Fifteen months ago, after D joined our family, I wrote about how I was so “in it,” so in the middle of figuring things out, that I had trouble articulating my thoughts in a succinct blog post.
I still feel like that. Parenthood is a train that keeps moving, no matter how much you want it to slow down, to relish a fun new stage or simply catch up on sleep. It barrels forward while you work and travel and live, and because you don’t want to miss a single smile or cry or milestone, you hang on as tight as you can.
Becoming a mom has been the most joyful transition of my life — and the most challenging. I used to think about my past as a series of stages, often based around where I called home: childhood in upstate New York, college in Maine, working for the newspaper in Houston, traveling in Africa, running my own business from DC, enjoying life as a newly married couple.
Now I see it far more simply, as two distinct stages: before and after D was born.
Motherhood is all encompassing, for better and for worse. I dislike the term “mommy brain” because it makes women sound weak and forgetful, instead of acknowledging the million pieces they juggle every day. But I now, as I struggle to keep up with my tiny human and my full-time job at The Penny Hoarder, I understand why people say it.
Imagine taking your already-full brain and stuffing it with two or three times as many things to understand and remember — oh, and those new things are more important than what you had in there previously, because they involve taking care of a tiny baby you love and adore.
Would all that information fit? Would you remember it all? Hell no.

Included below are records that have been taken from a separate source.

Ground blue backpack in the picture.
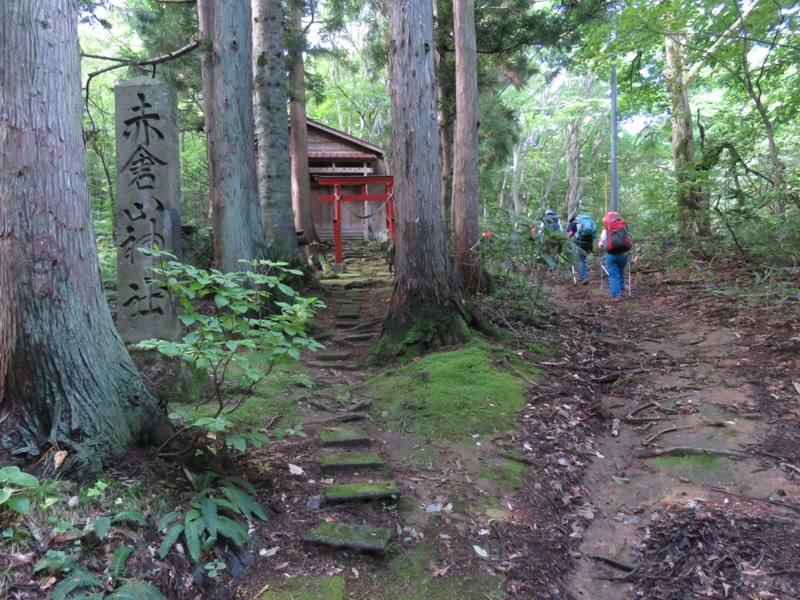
[575,213,597,242]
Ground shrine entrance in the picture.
[314,175,394,264]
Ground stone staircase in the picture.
[305,425,400,555]
[304,244,400,555]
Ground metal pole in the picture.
[611,64,619,212]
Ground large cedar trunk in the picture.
[376,0,468,356]
[0,0,171,470]
[253,0,299,263]
[452,0,482,294]
[664,34,708,233]
[197,0,266,272]
[288,8,318,242]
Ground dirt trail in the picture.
[553,268,800,600]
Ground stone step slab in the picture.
[334,317,361,329]
[317,452,389,473]
[322,481,400,504]
[314,350,350,361]
[305,360,361,371]
[317,425,371,446]
[304,522,393,554]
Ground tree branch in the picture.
[81,39,200,116]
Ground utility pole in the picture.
[609,63,619,212]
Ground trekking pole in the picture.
[628,250,633,298]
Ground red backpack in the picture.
[603,215,633,254]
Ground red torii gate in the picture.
[314,175,394,263]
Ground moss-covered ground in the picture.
[366,341,535,440]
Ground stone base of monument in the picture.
[128,348,210,407]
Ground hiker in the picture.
[597,211,633,302]
[567,213,597,285]
[531,208,564,271]
[539,208,564,232]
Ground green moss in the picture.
[348,544,504,600]
[476,458,528,491]
[175,363,308,428]
[368,342,535,439]
[256,576,345,600]
[650,454,729,473]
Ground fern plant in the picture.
[33,548,164,600]
[158,472,267,562]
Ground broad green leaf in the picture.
[0,467,39,487]
[6,496,31,515]
[159,523,183,558]
[87,517,111,540]
[108,546,133,577]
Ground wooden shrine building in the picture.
[298,119,393,240]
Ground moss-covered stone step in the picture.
[305,360,361,371]
[342,331,377,342]
[317,452,389,473]
[254,574,347,600]
[334,318,361,329]
[304,522,392,554]
[314,350,350,360]
[336,303,359,319]
[317,425,370,446]
[322,481,400,504]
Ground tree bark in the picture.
[452,0,484,294]
[664,34,702,233]
[288,7,319,242]
[197,0,266,272]
[252,0,299,263]
[0,0,171,470]
[374,0,468,357]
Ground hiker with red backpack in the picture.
[597,211,633,302]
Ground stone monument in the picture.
[114,77,181,344]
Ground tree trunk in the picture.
[375,0,468,357]
[197,0,266,272]
[288,8,319,242]
[0,0,171,470]
[664,34,709,234]
[433,11,455,243]
[253,0,299,263]
[452,0,482,294]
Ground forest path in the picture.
[552,260,800,600]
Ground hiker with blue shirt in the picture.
[567,213,597,285]
[597,211,633,302]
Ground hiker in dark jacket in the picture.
[567,213,594,285]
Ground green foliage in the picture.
[139,250,323,448]
[0,466,40,529]
[367,342,527,440]
[157,473,267,562]
[34,547,164,600]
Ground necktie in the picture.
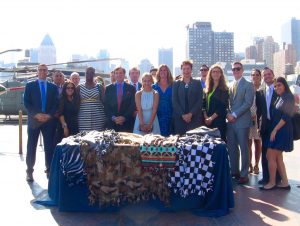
[233,81,238,97]
[118,83,123,111]
[266,87,272,119]
[41,82,46,112]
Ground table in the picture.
[37,139,234,217]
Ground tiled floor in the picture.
[0,124,300,226]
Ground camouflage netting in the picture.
[80,134,170,206]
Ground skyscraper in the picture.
[187,22,214,76]
[139,59,153,75]
[158,48,173,74]
[214,32,234,63]
[263,36,279,69]
[97,49,110,73]
[282,17,300,61]
[274,43,296,76]
[186,22,234,75]
[253,37,264,62]
[245,46,257,61]
[38,34,56,64]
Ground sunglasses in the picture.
[231,67,242,71]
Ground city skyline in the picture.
[0,0,299,67]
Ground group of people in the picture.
[24,60,294,190]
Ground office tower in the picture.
[214,32,234,63]
[282,18,300,61]
[253,37,264,62]
[139,59,153,75]
[158,48,173,74]
[96,49,110,73]
[274,43,296,77]
[186,22,234,76]
[38,34,56,64]
[29,48,39,63]
[262,36,279,69]
[245,46,257,61]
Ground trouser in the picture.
[261,120,281,182]
[227,123,250,177]
[26,120,55,172]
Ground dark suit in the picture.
[172,79,203,135]
[256,86,279,182]
[24,80,58,172]
[104,82,135,133]
[203,87,229,140]
[131,82,142,91]
[227,77,254,178]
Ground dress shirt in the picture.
[266,84,274,120]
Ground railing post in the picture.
[19,110,23,155]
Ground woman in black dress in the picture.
[203,65,229,141]
[260,77,295,190]
[59,82,80,137]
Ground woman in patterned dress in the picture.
[77,67,105,132]
[249,69,261,174]
[133,73,160,135]
[260,77,295,190]
[152,64,173,136]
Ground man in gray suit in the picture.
[227,62,254,184]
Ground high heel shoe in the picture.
[253,166,259,174]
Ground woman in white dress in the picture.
[249,69,261,174]
[133,73,160,135]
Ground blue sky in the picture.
[0,0,300,66]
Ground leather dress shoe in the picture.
[277,185,291,190]
[238,177,249,184]
[231,173,240,180]
[258,179,268,185]
[44,169,50,179]
[259,184,277,191]
[26,172,34,182]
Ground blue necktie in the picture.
[117,83,123,112]
[41,82,46,112]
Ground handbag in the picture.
[292,112,300,140]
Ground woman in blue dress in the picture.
[133,73,160,135]
[260,77,295,190]
[153,64,173,136]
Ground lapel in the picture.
[188,78,194,97]
[271,90,278,106]
[35,79,42,103]
[121,82,128,104]
[178,80,185,102]
[111,83,118,100]
[233,77,245,99]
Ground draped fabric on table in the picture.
[36,130,234,217]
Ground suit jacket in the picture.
[228,77,254,128]
[172,78,203,134]
[203,87,229,138]
[256,85,278,136]
[24,80,58,129]
[104,82,135,132]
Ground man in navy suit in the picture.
[256,67,281,184]
[227,62,254,184]
[129,67,142,91]
[104,67,136,133]
[24,64,58,182]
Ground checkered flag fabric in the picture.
[168,136,216,197]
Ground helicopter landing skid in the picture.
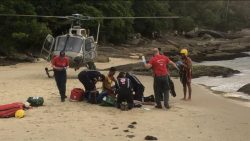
[45,67,52,78]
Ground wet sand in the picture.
[0,59,250,141]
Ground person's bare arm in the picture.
[169,60,179,70]
[144,64,152,69]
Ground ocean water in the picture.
[192,52,250,103]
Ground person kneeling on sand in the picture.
[126,73,145,101]
[78,71,105,101]
[115,72,134,110]
[97,67,116,103]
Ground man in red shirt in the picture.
[144,48,178,109]
[52,51,69,102]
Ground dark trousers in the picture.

And yet somehow, your heart is able to accomplish what your brain simply can’t. Having a baby means adding more love than you’ve ever felt before, piling all the new love right on top of the old love, and then piling more love on top of that… and your heart still doesn’t explode or overheat or fail. You feel something indescribably wonderful when your baby laughs, when he cuddles up to your chest, when he explores grass for the first time with his tiny fingers and you can see the wheels in his head turning. It is a beautiful gift to nurture another human being as they grow.
So how is it possible, with all that love and so much good, that this transition could also be so darn hard?